Can We Talk?

I have long said “Real estate is a people business”. Yes, I know it sounds cliché, and I guess it is, but don’t let that deter you from the truth, and simplicity of the statement. I personally have nothing to sell you other than myself and the services I provide. When it comes to selling, a “widget” is something much easier to retail than is the concept of home. The buyer wants to have the pride and security of owning a three-, or four-bedroom house. Convincing them that we have the knowledge, and years (or months) of experience to make their dreams come true, is a much more delicate sales pitch.

So with that in mind, why would we not grasp the importance of good communication with our clients throughout the entire process? Whether they are buyers or sellers, they need the reassurances we give them. Reassurances that technology in and of itself simply does not provide. As an instructor, I teach a two-hour continuing education class entitled Professional Courtesy; Etiquette and Consideration in the Real Estate Industry. In it, one of the concepts I briefly convey the importance of remaining “high touch” in a high-tech world. Today, we have so many modes of communication at our disposal, but is it one size fits all?  Be it good news, or bad, from time to time (and many times), we simply have to look our clients in the eye and give a status report. But how is it best done to convey a message or update in a way that is still personable?

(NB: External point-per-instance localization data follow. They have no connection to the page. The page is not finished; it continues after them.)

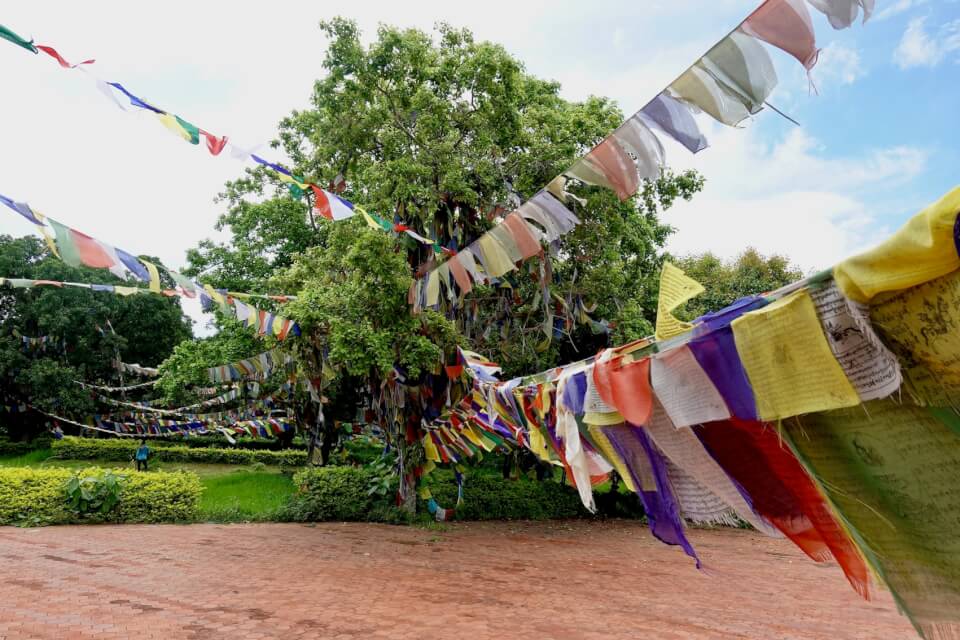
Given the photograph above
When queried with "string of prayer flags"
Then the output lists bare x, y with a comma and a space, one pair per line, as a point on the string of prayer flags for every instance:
785, 24
922, 249
675, 289
265, 323
260, 366
843, 13
10, 36
496, 252
76, 249
831, 458
891, 473
788, 361
150, 372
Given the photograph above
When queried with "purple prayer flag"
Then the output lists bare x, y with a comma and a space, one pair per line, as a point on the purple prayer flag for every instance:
135, 101
574, 392
662, 509
674, 118
135, 266
722, 318
22, 208
716, 352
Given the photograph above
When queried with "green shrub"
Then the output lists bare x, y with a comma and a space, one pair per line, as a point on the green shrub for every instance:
121, 450
219, 442
39, 496
18, 448
343, 493
489, 497
93, 494
335, 493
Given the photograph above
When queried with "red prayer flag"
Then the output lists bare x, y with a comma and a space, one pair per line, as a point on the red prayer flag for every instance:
785, 24
50, 51
214, 144
321, 204
90, 251
626, 388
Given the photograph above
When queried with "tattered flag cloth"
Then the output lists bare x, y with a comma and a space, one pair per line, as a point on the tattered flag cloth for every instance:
788, 361
675, 289
780, 491
6, 34
891, 472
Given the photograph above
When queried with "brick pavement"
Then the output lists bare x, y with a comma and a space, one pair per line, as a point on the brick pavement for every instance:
579, 579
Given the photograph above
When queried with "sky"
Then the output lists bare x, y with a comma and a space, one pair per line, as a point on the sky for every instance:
877, 141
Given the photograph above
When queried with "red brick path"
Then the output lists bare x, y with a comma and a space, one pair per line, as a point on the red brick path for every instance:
473, 581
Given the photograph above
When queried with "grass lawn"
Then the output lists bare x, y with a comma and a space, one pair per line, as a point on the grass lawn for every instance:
232, 493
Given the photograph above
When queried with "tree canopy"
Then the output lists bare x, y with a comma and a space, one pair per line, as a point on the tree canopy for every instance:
88, 330
725, 281
445, 133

My personal preference is; in person. Though the restrictions of time and distance dictate many of these occasions are over the phone. As of yet, I have never taken on a client without first meeting them, or having an in-depth dialogue, so I just assume they expect a certain amount of face, or talk time throughout the entire experience. For the first home buyer or seller, real estate can be pretty intimidating. Yes, even in the 21st century, a certain amount of “hand-holding” still has to take place. As Realtors, perhaps that’s our most important skill; assuring people we didn’t forget about them, and that everything is going to be O.K.

Much communication in the past few years, whether business or personal, has taken place through short message service (SMS) or “text messages”.  These are short, one-way electronic notes. We have seen instances where teens, college students, and many of us may send texts back and forth a dozen times or more. So, the question begs to be asked; why not just make a phone call?

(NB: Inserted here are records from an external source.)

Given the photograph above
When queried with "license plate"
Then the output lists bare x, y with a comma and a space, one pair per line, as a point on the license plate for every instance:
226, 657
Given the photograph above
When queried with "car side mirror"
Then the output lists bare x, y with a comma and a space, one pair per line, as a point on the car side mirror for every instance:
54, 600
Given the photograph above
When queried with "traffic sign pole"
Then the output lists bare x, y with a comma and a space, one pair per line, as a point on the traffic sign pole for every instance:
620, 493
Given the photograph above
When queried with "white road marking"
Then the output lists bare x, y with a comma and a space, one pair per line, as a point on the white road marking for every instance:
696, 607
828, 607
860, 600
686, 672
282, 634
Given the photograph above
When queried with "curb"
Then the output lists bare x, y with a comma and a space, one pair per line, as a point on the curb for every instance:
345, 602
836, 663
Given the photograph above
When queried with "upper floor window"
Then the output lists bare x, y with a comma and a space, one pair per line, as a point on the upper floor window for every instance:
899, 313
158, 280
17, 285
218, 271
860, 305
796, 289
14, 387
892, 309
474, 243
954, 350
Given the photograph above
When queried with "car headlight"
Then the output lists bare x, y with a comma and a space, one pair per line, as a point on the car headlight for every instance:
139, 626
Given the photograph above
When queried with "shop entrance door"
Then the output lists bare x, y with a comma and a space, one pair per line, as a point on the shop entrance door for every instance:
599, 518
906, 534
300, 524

Texting has two distinct advantages by its very nature. A text is fast and convenient. But does every communiqué have to be fast and convenient? Should it be? Some of its downfalls are that it does not provide the details of an email, nor is it a true conversation. Perhaps the biggest disadvantage to SMS is you cannot see the face of the person reading your words.

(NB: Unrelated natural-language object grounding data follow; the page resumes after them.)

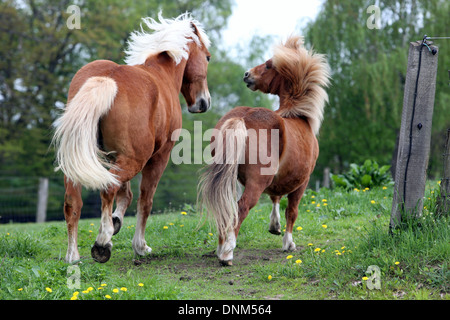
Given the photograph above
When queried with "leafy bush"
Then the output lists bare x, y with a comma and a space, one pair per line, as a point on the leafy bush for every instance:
368, 175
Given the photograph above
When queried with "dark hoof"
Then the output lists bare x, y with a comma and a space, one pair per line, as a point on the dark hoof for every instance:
101, 254
274, 231
227, 263
117, 225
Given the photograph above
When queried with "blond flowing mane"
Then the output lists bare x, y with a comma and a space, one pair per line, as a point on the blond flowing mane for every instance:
169, 35
308, 74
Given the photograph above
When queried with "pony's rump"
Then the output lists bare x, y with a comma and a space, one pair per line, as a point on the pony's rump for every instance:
77, 153
218, 188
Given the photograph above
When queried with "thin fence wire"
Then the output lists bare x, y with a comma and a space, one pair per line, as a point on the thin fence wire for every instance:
19, 198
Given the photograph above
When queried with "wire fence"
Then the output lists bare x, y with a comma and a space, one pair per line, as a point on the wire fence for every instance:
19, 197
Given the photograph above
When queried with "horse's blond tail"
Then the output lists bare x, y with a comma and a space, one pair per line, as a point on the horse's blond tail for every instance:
77, 153
218, 187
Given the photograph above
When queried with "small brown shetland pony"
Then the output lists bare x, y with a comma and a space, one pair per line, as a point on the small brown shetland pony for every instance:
298, 77
119, 121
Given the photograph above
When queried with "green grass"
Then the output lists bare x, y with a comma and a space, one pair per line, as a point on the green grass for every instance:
336, 243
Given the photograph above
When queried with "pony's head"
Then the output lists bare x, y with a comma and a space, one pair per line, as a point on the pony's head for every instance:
298, 76
182, 38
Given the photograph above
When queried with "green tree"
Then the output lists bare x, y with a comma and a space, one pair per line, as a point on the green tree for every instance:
363, 116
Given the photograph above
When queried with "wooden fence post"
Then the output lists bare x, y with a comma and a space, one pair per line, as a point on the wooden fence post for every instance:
443, 202
415, 132
41, 212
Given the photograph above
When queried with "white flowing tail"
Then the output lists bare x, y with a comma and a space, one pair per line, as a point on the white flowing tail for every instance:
218, 188
77, 153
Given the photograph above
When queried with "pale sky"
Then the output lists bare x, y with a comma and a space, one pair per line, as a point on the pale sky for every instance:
278, 18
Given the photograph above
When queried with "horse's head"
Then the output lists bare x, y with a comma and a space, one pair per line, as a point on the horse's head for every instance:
264, 78
195, 85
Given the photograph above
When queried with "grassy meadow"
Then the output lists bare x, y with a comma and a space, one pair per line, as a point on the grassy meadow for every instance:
338, 234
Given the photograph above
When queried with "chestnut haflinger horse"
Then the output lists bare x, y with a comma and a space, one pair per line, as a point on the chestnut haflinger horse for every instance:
298, 77
119, 120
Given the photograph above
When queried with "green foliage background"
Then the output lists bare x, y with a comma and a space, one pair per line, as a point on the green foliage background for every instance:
39, 55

I have often been overheard stating that “texts are of the devil”, but I’m not going to say that here. You can’t see it right now, but I promise you I’m giving the “winky face”.  So, when to text, and when not to text? Consider your expected outcome of the communication. Is it to update a minor point, or to impart important details for your customer or client which with to make a decision?

There is a place, time and subject matter for everything and that includes texting. Some acceptable texts, provided you are not driving, mountain climbing or delivering a baby, could include…

“I’m running a few minutes behind”

“I had your flyers made, and will place them in the box this afternoon.”

“I updated your online photos” 

These messages are routine, almost mundane in nature. At no point does it require the client to make a decision or otherwise stop what they are doing. However, on the other hand…

“Your loan was denied”

 “The house has termites”

“The contract fell through,… I’ll call you Monday afternoon”

…should probably never be texted. And no, a smiley face does NOT make your clients feel better

after any of these quips.

After all how would you feel to realize your dreams were potentially shattered in a note that was limited to fewer than 150 characters? We’ve all heard of the boy who breaks up with his girlfriend through a text message. It’s just considered… well, inconsiderate. So many times, we truly don’t know what our clients think or feel. Though we can get a sense if we see how they react or at least hear the inflections in their voice.

So, before you fire off that short electronic note or private message someone through a social media site, consider the receiving side might not read it exactly as you thought you wrote it.  At least with an email, you have the length to better clarify your message.